WASHINGTON (Reuters) – U.S. Attorney General William Barr on Monday announced a new leadership team at the federal Bureau of Prisons in a shake-up of the agency in the wake of financier Jeffrey Epstein’s apparent suicide inside a federal jail in New York City.
Kathleen Hawk Sawyer, a veteran of the Bureau of Prisons, will return to the agency to serve as its director, Barr said. He named another former agency official, Thomas Kane, to serve as her deputy.
The Bureau of Prisons has about 37,000 employees and oversees 122 facilities, which house about 180,000 inmates.
Hugh Hurwitz, who has been serving as the bureau’s acting director – including when Epstein was found unresponsive over a week ago in a Manhattan jail cell – has been reassigned to his prior position within the agency.
Epstein had been arrested on July 6 and pleaded not guilty to federal charges of sex trafficking involving dozens of underage girls as young as 14.
An autopsy report released on Friday concluded he committed suicide by hanging.
His death at the age of 66 at the Metropolitan Correctional Center (MCC) in lower Manhattan triggered multiple investigations and had prompted Barr to criticize “serious irregularities” at the facility.

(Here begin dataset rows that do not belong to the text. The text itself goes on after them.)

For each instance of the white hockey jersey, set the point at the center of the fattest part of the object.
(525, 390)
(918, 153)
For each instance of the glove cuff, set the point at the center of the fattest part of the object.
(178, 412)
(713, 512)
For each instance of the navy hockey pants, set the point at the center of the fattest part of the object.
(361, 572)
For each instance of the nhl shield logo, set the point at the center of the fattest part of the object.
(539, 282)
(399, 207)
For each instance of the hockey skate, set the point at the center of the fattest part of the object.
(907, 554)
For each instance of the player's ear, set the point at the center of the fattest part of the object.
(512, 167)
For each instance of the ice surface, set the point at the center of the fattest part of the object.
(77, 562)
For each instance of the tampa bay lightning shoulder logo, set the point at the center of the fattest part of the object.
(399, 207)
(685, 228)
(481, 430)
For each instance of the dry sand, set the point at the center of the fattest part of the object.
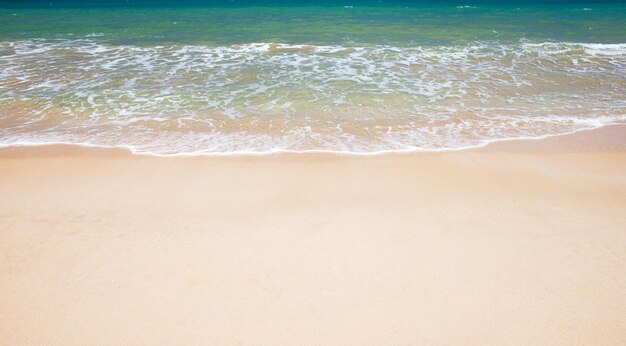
(517, 243)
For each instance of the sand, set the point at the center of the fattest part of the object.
(517, 243)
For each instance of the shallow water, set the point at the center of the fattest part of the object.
(200, 78)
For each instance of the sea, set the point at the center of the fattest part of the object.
(225, 77)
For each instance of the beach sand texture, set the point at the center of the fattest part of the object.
(517, 243)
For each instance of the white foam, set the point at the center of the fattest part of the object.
(278, 97)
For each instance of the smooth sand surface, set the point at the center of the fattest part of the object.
(517, 243)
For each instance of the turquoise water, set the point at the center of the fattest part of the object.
(205, 77)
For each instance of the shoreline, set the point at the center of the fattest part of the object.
(537, 143)
(518, 243)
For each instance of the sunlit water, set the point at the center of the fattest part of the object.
(200, 79)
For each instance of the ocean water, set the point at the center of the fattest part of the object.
(224, 77)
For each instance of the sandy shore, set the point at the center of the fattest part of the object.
(516, 243)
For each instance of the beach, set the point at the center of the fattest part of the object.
(519, 242)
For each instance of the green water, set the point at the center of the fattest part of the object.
(209, 77)
(346, 22)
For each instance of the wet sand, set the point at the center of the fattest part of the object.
(517, 243)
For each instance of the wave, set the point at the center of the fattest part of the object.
(275, 97)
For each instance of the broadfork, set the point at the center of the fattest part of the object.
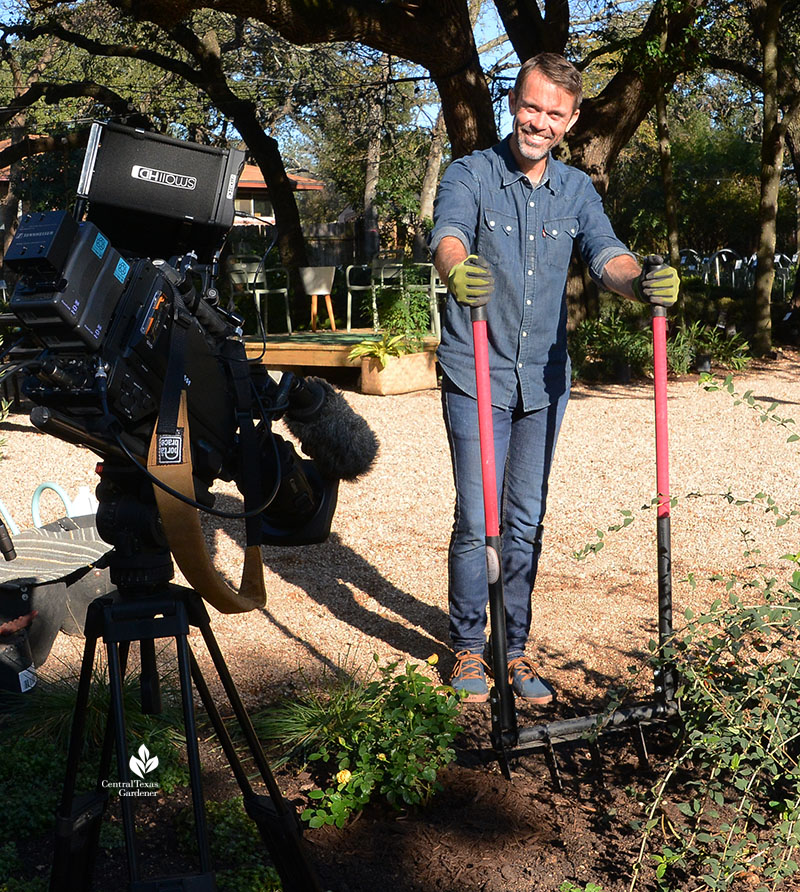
(507, 738)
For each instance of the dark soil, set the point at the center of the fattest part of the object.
(481, 833)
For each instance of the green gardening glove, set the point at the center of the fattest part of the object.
(471, 282)
(658, 283)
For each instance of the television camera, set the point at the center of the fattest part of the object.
(135, 358)
(125, 308)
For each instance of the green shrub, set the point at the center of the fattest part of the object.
(734, 780)
(387, 737)
(602, 348)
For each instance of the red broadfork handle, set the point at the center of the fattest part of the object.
(666, 678)
(662, 432)
(485, 424)
(504, 716)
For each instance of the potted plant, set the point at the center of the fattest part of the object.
(398, 362)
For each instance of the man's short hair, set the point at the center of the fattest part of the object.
(557, 70)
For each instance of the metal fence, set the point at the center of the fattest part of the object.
(726, 268)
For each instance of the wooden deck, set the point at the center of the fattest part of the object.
(312, 350)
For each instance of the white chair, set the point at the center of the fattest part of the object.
(248, 276)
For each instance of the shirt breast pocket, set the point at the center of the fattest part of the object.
(498, 236)
(559, 237)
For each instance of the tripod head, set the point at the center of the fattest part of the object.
(128, 519)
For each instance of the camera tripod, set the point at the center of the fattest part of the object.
(144, 607)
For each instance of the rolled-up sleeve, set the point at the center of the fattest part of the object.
(455, 210)
(597, 241)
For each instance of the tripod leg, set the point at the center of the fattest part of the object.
(185, 658)
(275, 818)
(77, 820)
(115, 674)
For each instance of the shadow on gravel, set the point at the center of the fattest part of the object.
(338, 578)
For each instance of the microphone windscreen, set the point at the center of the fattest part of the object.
(338, 440)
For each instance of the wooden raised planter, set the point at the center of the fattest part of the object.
(403, 374)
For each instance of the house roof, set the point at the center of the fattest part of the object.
(252, 180)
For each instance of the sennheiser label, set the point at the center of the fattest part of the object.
(170, 448)
(164, 177)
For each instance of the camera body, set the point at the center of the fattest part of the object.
(109, 322)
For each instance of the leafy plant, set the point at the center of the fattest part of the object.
(388, 345)
(403, 308)
(387, 737)
(236, 846)
(602, 348)
(734, 779)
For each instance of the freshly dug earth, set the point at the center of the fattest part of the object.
(378, 586)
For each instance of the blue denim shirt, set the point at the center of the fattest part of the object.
(526, 234)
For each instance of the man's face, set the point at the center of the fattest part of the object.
(543, 113)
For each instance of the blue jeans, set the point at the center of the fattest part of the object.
(524, 443)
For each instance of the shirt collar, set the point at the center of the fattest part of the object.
(510, 172)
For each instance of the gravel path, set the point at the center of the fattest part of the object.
(378, 585)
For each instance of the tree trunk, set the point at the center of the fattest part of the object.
(428, 190)
(772, 145)
(670, 201)
(372, 242)
(793, 146)
(467, 108)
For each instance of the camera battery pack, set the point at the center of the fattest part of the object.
(72, 306)
(42, 244)
(17, 672)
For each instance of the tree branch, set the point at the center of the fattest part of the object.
(55, 93)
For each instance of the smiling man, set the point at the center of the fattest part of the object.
(506, 221)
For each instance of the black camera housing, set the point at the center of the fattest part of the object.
(106, 319)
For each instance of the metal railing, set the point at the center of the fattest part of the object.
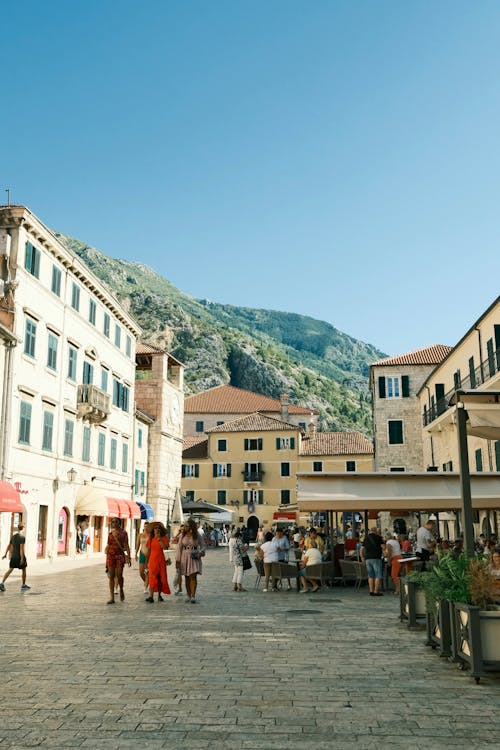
(480, 375)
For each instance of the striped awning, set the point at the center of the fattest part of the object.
(10, 499)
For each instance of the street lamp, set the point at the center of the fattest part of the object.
(478, 413)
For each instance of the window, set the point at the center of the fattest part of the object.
(112, 457)
(394, 386)
(48, 430)
(101, 449)
(395, 429)
(75, 296)
(72, 359)
(120, 395)
(106, 325)
(92, 311)
(56, 280)
(69, 427)
(52, 352)
(88, 373)
(285, 444)
(86, 444)
(253, 444)
(104, 379)
(285, 497)
(221, 470)
(24, 423)
(29, 337)
(32, 260)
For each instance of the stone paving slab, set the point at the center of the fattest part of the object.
(237, 670)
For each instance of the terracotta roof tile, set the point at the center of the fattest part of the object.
(226, 399)
(254, 423)
(429, 355)
(335, 444)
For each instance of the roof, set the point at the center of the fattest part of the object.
(335, 444)
(195, 447)
(254, 423)
(226, 399)
(429, 355)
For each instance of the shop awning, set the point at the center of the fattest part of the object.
(146, 511)
(121, 508)
(10, 500)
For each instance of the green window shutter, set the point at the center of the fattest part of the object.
(381, 386)
(405, 385)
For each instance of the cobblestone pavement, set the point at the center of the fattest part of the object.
(334, 669)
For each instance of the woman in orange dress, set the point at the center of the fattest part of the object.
(155, 560)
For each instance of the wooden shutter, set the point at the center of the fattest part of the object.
(381, 386)
(405, 385)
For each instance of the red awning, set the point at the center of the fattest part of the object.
(118, 507)
(10, 500)
(134, 510)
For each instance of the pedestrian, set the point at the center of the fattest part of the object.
(141, 551)
(157, 564)
(17, 558)
(190, 550)
(371, 554)
(117, 555)
(237, 548)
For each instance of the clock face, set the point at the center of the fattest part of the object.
(174, 409)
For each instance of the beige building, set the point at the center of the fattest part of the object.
(250, 465)
(225, 403)
(395, 384)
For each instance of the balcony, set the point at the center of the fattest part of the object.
(252, 477)
(93, 404)
(487, 372)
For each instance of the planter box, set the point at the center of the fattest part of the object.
(439, 624)
(411, 603)
(476, 638)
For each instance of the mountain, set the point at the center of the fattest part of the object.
(260, 350)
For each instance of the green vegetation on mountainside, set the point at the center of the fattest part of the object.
(265, 351)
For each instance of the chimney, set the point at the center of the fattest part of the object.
(284, 406)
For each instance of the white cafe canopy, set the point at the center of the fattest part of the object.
(427, 491)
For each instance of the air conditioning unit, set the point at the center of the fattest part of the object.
(5, 240)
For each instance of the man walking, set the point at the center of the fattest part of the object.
(17, 557)
(371, 554)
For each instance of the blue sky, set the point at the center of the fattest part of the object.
(337, 159)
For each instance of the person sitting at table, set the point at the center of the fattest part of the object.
(312, 556)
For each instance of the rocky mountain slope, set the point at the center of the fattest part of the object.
(261, 350)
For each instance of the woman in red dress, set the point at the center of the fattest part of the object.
(157, 565)
(117, 554)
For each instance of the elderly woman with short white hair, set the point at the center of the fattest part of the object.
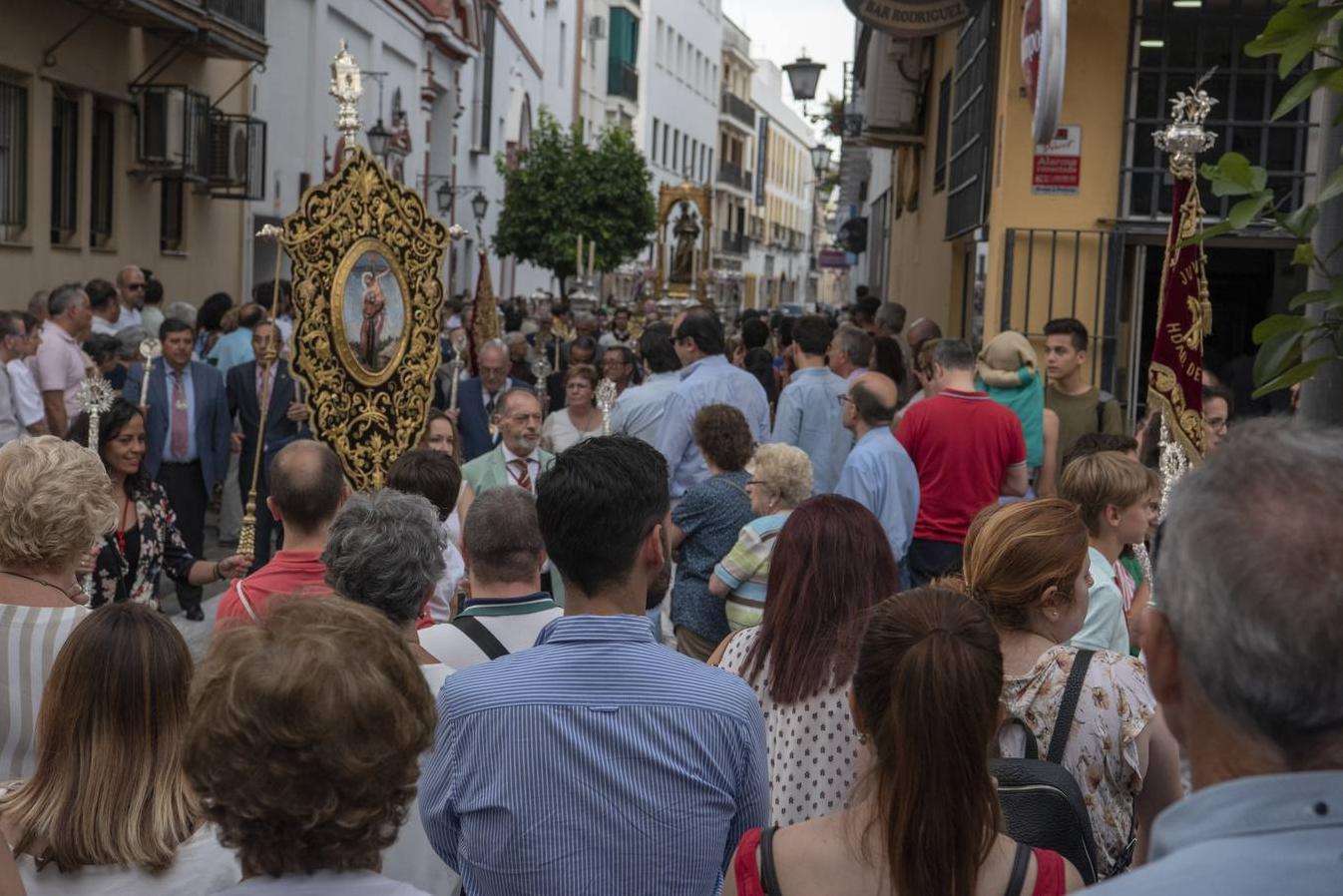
(780, 480)
(54, 505)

“During this critical juncture, I am confident Dr. Hawk Sawyer and Dr. Kane will lead BOP with the competence, skill, and resourcefulness they have embodied throughout their government careers,” Barr said in the statement.
Barr had previously ordered the reassignment of the warden at the MCC. Two corrections officers assigned to Epstein’s unit were placed on administrative leave pending investigations.
Lawyers for Epstein did not immediately respond to requests for comment on Monday.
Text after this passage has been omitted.